Saviynt is a leader in identity security, delivering an AI-powered platform for governing and securing access to applications and data. As a Principal Engineer, you will define and drive the reliability strategy for their SaaS platform, focusing on designing and maintaining shared infrastructure services and ensuring high availability and performance.
Responsibilities:
- Define and drive the reliability strategy for our SaaS platform
- Design, build, and maintain the shared infrastructure services and platforms that our product and application teams will depend on
- Create reusable, reliable, and scalable solutions that abstract away complexity, enabling other teams to focus on their core business logic and deliver features faster in a multi-cloud environment
- Design and build core platform components and shared infrastructure services that other development teams will integrate with and leverage to deploy and operate their applications
- Architect, implement, and manage highly available and scalable Kubernetes platforms as a service for internal consumers
- Develop robust, internal-facing tools and automation for infrastructure provisioning and management primarily using Go (Golang)

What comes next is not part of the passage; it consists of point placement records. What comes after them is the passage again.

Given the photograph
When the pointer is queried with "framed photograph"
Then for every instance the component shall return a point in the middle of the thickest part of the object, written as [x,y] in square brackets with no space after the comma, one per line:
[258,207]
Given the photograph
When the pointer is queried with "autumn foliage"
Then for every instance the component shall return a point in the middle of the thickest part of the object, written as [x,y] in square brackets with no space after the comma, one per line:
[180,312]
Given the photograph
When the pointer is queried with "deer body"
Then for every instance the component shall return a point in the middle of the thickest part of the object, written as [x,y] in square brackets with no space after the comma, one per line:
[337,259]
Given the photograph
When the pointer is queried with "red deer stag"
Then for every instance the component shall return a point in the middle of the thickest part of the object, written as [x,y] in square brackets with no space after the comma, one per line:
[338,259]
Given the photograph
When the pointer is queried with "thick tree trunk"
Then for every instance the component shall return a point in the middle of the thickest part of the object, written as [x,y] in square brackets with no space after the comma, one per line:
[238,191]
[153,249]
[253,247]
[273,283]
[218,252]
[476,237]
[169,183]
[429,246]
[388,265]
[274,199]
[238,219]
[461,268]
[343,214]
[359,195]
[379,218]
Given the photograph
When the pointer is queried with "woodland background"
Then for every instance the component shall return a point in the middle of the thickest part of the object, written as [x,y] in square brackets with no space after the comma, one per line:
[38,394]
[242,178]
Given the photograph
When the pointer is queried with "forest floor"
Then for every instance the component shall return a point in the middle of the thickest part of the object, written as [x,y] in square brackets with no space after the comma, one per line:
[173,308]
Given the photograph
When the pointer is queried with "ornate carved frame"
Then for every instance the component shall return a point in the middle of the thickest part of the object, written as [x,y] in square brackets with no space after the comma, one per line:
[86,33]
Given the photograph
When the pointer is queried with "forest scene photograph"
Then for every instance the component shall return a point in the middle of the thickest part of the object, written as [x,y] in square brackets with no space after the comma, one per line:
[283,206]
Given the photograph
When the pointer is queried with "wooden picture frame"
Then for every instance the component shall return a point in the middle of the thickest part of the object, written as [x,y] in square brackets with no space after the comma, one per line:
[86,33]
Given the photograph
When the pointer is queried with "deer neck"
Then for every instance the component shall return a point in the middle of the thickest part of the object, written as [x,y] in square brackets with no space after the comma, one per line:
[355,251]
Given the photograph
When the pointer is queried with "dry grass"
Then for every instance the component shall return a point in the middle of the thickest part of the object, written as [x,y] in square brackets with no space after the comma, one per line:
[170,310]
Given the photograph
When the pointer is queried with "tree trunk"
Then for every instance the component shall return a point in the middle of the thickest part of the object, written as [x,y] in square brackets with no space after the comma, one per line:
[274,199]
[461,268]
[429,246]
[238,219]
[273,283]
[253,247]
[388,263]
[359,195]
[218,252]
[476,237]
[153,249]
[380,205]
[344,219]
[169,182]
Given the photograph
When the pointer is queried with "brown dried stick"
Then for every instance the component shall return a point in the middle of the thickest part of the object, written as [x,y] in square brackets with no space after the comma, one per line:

- Architect and optimize foundational solutions within Cloud environments (AWS, Azure, etc.), focusing on creating reusable patterns and modules for other teams
- Design and implement shared Event-Driven Architecture components and messaging platforms using technologies like Kafka or Google Pub/Sub that product teams can easily utilize
- Develop and maintain robust CI/CD pipelines (e.g., GitLab CI and ArgoCD) as a service, providing standardized and automated deployment workflows for various development teams
- Design and build resilient Distributed Systems components that serve as building blocks for other applications, focusing on reliability, fault tolerance, and performance
- Manage and optimize our shared infrastructure across Multi-Region Cloud Environments, ensuring that platform services are globally available and performant for all consumers
- Establish and enhance centralized Observability and Monitoring platforms and tools that provide self-service insights for consuming teams
- Define and implement clear, well-documented RESTful API designs for the infrastructure services you build, ensuring ease of integration for internal clients
- Implement and manage Service Mesh (e.g., Envoy, Istio) capabilities, providing traffic management, security, and policy enforcement as a shared platform for services
- Design, implement, and optimize highly available Relational Database services or shared data platforms for broad organizational use
- Collaborate closely with product development teams to understand their infrastructure needs and pain points, providing technical guidance and support
- Participate in on-call rotations to support the critical shared infrastructure you build
Requirements:
- 9+ years of experience in an Infrastructure Development, Platform Engineering, or Site Reliability Engineering role, with a strong focus on building tools and services for other engineers
- Deep expertise with Kubernetes in production environments, particularly in providing it as a platform(i.e single tenant and multi-tenant deployment architectures)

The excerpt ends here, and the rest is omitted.